In rodent models vitamin E can protect against increases in plasma corticosterone and brain levels of the excitatory neurotransmitter glutamate. This might explain some of the mechanisms by which vitamin E, as alpha-tocopherol acetate, protects against the neurotoxicity of endotoxin.

Vitamin E protects against bacterial endotoxin-induced increase of plasma corticosterone and brain glutamate in the rat.

In vitamin E deficient rodents exposed to endotoxin an increase in the inflammatory cytokine interleukin-6 was seen over vitamin E sufficient controls. The relative increase in inflammation attributed to vitamin E deficiency was reversed by a polyphenol extract of black tea in another part of this experiment.

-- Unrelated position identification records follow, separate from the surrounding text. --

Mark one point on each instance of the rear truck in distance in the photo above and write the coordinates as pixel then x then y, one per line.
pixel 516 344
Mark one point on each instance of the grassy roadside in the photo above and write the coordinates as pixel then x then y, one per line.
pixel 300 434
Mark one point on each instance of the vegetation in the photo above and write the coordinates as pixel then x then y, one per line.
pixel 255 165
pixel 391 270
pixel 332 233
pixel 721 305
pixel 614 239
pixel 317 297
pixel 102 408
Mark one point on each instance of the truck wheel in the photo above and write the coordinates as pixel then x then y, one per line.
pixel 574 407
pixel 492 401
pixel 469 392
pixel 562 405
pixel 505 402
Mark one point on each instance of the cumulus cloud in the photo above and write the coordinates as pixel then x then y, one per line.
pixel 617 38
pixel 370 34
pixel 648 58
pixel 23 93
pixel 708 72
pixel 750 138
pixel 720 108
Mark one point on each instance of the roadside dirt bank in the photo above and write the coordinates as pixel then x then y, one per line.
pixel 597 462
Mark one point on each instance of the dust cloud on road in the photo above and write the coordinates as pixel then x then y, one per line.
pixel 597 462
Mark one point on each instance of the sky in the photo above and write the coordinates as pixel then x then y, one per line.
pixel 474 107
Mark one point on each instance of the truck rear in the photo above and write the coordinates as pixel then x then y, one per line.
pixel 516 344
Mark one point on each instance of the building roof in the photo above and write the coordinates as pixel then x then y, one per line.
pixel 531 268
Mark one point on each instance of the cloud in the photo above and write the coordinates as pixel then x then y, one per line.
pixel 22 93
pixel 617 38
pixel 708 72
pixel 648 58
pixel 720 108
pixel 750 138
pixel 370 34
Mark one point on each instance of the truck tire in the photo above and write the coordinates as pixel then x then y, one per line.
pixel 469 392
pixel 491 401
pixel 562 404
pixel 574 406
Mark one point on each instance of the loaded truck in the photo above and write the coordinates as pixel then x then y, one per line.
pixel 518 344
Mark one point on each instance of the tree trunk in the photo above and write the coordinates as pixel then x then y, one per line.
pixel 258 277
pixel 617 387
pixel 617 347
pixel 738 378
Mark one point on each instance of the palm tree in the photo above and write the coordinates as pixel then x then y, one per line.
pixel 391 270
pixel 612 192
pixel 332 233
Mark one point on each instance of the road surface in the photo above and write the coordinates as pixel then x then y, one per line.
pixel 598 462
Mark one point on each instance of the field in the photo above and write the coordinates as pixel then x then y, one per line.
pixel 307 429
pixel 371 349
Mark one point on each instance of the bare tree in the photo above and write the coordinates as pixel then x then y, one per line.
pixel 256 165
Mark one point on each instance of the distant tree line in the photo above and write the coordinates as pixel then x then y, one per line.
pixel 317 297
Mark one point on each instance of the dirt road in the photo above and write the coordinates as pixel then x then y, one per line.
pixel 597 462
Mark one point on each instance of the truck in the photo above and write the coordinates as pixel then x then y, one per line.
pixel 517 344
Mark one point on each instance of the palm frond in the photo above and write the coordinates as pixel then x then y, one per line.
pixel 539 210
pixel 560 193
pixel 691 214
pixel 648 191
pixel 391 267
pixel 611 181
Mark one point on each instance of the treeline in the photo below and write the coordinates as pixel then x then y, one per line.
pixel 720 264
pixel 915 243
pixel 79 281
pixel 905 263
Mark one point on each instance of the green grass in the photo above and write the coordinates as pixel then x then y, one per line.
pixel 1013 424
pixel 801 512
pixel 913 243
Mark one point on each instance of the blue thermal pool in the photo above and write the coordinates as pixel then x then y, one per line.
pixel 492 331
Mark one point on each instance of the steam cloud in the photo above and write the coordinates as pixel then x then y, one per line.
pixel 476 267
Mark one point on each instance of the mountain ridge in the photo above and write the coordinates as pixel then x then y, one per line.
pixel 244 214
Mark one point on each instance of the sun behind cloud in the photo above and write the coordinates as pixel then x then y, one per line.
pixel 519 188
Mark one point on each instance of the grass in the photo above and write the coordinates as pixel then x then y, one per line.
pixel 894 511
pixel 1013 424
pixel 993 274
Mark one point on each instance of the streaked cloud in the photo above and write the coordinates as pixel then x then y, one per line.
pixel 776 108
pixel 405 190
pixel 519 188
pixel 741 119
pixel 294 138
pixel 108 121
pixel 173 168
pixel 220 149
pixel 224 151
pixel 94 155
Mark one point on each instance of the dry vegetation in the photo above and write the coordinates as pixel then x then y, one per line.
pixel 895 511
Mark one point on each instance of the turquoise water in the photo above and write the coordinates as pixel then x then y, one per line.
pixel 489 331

Endotoxin induced production of interleukin-6 is enhanced by vitamin E deficiency and reduced by black tea extract

In cell models vitamin E can attenuate the increase in the inflammatory cytokine tumour necrosis factor alpha.

Vitamin E inhibits endotoxin-mediated transport of phosphatases to lipid rafts.

Vitamin K2

Mice given oral vitamin K2 had lower expression of TLR4 and TLR2, the positive effects on (lowering) calcification of the aortic artery may be due to effects on TLR4 and TLR2, which were mainly found in the aortic plaques. While some atherosclerotic plaques were found in K2 treated mice, K2 prevented calcification.

Effects of Vitamin K2 on Calcification and Expression of Toll-like Receptor 2 as well as Toll-like Receptor 4 in Aortic Artery of Apo E-/-Mice

Prostaglandin E2 (PGE2) is an arachidonic acid derived ecosanoid involved in many inflammatory processes. When endotoxin increases Cyclooxyrgenase (COX) the systhesis of PGE2 is increased. Vitamin K2 inhibits the release of PGE2.

Vitamin K2 (menatetrenone) inhibits prostaglandin synthesis in cultured human osteoblast-like periosteal cells by inhibiting prostaglandin H synthase activity.